South Africa were without a frontline spinner for most of the day after George Linde was forced off the field in the 23rd over, which was his third. Linde injured the little finger on his bowling hand and was taken for X-ray which found no fracture. He was spotted 10 minutes before tea warming up on the sidelines but there is no word on whether he will bowl again. And his absence has already impacted South Africa.

Keshav Maharaj bowled 25 overs, almost without a break and without much success after his early burst. Maharaj took two wickets in 10 balls in the morning but then faced hard graft. He sent down 19 overs in first-spell, which straddled the first and second session, was given an over's break to change end and then bowled six in his second spell which is likely to continue. With Kagiso Rabada and Anrich Nortje rotating from the other end and with a brief break for Wiaan Mulder to delivery five overs, Quinton de Kock had little choice but to use Maharaj as much as he did and on a pitch that settled after a morning of significant turn. And Pakistan were allowed to bed in.

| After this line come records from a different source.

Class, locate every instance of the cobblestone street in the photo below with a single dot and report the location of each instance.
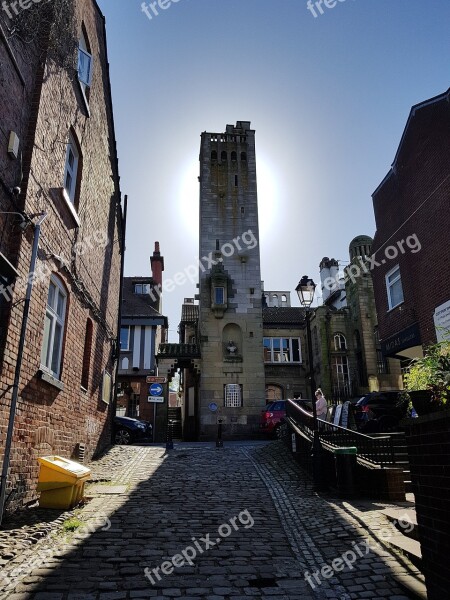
(243, 519)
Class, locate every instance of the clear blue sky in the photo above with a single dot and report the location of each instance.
(327, 96)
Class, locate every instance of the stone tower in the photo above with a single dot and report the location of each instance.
(232, 375)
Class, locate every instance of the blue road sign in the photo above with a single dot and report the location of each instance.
(155, 389)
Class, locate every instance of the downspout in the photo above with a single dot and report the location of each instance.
(15, 393)
(119, 314)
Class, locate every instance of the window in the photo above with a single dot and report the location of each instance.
(283, 350)
(71, 169)
(87, 355)
(54, 328)
(394, 287)
(124, 338)
(341, 377)
(142, 288)
(219, 295)
(84, 64)
(340, 343)
(273, 392)
(233, 395)
(106, 388)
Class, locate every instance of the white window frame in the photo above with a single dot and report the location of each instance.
(216, 289)
(290, 350)
(71, 170)
(337, 342)
(55, 319)
(232, 395)
(390, 284)
(128, 338)
(341, 372)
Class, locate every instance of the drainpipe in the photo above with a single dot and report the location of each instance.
(119, 315)
(15, 394)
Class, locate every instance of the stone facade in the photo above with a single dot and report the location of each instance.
(63, 405)
(230, 289)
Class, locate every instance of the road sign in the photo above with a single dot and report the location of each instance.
(152, 379)
(155, 389)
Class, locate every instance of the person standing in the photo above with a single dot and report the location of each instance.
(321, 405)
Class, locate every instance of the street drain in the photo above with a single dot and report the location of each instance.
(263, 582)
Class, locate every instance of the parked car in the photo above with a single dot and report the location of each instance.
(128, 430)
(380, 411)
(274, 413)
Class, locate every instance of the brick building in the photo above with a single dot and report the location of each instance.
(348, 361)
(143, 329)
(284, 347)
(412, 213)
(57, 149)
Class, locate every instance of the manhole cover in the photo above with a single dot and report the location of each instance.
(263, 582)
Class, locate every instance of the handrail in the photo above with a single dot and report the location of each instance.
(376, 450)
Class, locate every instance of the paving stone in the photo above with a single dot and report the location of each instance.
(167, 504)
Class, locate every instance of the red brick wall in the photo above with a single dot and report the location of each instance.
(415, 199)
(428, 441)
(49, 420)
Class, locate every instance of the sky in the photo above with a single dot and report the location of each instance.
(328, 96)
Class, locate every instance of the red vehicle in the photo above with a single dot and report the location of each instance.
(274, 413)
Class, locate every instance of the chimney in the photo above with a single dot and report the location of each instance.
(157, 263)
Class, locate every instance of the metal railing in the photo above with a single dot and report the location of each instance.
(376, 450)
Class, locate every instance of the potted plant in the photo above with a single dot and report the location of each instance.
(428, 379)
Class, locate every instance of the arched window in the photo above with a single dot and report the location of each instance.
(340, 343)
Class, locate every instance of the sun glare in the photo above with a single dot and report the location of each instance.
(188, 198)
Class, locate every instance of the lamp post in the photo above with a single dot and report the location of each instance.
(305, 290)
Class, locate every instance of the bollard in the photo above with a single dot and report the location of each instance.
(219, 442)
(345, 459)
(169, 440)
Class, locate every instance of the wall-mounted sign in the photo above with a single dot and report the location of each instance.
(153, 379)
(442, 321)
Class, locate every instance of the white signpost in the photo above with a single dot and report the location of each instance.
(442, 321)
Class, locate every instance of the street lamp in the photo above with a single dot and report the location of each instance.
(305, 290)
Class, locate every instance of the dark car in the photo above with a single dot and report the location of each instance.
(273, 414)
(128, 430)
(380, 411)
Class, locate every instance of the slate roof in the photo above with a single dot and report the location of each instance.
(178, 351)
(138, 305)
(190, 313)
(283, 315)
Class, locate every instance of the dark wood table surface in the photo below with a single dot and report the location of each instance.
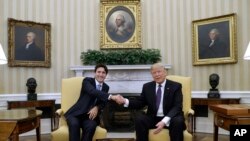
(18, 121)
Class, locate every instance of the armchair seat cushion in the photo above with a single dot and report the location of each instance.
(62, 134)
(164, 135)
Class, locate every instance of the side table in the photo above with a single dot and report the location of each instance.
(35, 103)
(229, 114)
(19, 121)
(212, 101)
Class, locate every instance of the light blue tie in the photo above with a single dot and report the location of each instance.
(98, 87)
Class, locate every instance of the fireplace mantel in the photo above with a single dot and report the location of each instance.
(121, 78)
(79, 70)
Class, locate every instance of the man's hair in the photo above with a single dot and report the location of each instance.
(156, 65)
(215, 30)
(101, 66)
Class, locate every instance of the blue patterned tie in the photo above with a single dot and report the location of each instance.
(98, 87)
(158, 96)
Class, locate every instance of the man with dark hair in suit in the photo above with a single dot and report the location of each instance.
(30, 51)
(163, 99)
(84, 114)
(215, 48)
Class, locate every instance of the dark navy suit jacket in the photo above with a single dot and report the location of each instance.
(172, 99)
(87, 98)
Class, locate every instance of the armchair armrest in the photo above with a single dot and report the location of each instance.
(190, 121)
(58, 115)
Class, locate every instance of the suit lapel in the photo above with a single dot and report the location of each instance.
(166, 93)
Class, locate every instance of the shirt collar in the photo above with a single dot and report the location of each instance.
(162, 84)
(98, 83)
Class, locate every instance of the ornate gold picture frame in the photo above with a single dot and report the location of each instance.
(29, 44)
(214, 40)
(120, 24)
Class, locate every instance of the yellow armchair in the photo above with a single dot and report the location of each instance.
(71, 88)
(186, 90)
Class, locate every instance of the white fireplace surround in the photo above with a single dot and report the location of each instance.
(121, 78)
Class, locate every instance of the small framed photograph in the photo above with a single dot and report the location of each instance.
(214, 40)
(29, 44)
(120, 25)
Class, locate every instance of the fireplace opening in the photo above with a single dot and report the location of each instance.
(117, 118)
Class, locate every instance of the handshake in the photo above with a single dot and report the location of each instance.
(118, 99)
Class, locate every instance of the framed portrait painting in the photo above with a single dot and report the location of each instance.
(214, 40)
(120, 25)
(29, 44)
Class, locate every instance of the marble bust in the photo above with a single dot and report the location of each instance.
(31, 86)
(214, 82)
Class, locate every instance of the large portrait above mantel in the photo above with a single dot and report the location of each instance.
(120, 25)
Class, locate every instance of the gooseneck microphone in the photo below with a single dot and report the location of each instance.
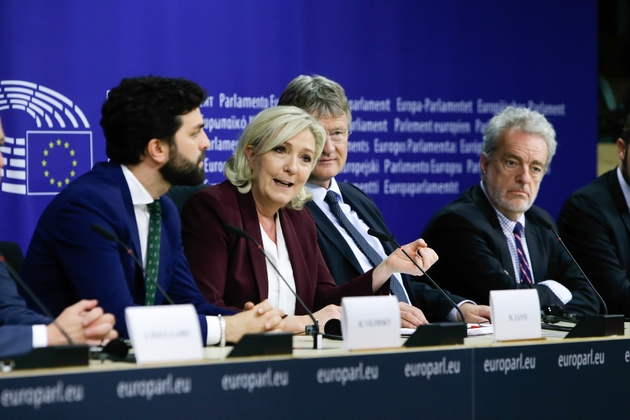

Despite talk of the surface offering something for quicks and evidence of spin in the morning, the Rawalpindi strip appeared benign for most of the afternoon as South Africa tried to find reverse swing. It still demands patience from the batsmen, something Fawad has in strong supply, and the scoring rate hovered around 2.5 runs an over but runs never seemed impossible to find. Especially not for Babar.

The Pakistan captain has played two Test innings in Rawalpindi prior to this match, and both times he scored a hundred. The signs are there that he could make it three out of three. Unlike Fawad, who was watchful at the start, Babar started strongly with back-to-back boundaries off Maharaj. His 12 fours included an array of drives and a whip off the waist through square, to reach his fifty, off 81 deliveries. A hallmark of Babar's innings, and South Africa's lacklustre effort so far, is the ease with which he scored runs all around the field - 45 on the off side and 31 on the on-side.

Fawad also favoured the off-side more, in contrast to the way he batted in Karachi, and provided a perfect foil. He left the ball well, and faced 114 dot balls in his innings to defy a fast-despairing South African attack.

Matters were not always so dour for the visitors. Maharaj's double-strike came as South Africa claimed three wickets for one run to leave Pakistan reeling early on. In that, Maharaj became only the second South African spinner to take two wickets in the first 15 overs of a Test, after Reggie Schwartz in 1906, and he could have claimed one as early as his first ball. Maharaj was brought into the attack in the eighth over and had Imran Butt pressing forward to defend a ball that turned away and took the edge, but Temba Bavuma, at first slip, put it down.

The let off did not help Pakistan better than their opening stand statistics, and Butt and Abid Ali had accumulated 21 before Maharaj had Butt caught behind. In his next over, Maharaj had Azhar Ali defending for turn against a ball that went straight on and was out lbw for a duck. And in the over after that Anrich Nortje dismissed Abid thanks to a stunning catch by Aiden Markram at short leg, who was diving low to his right.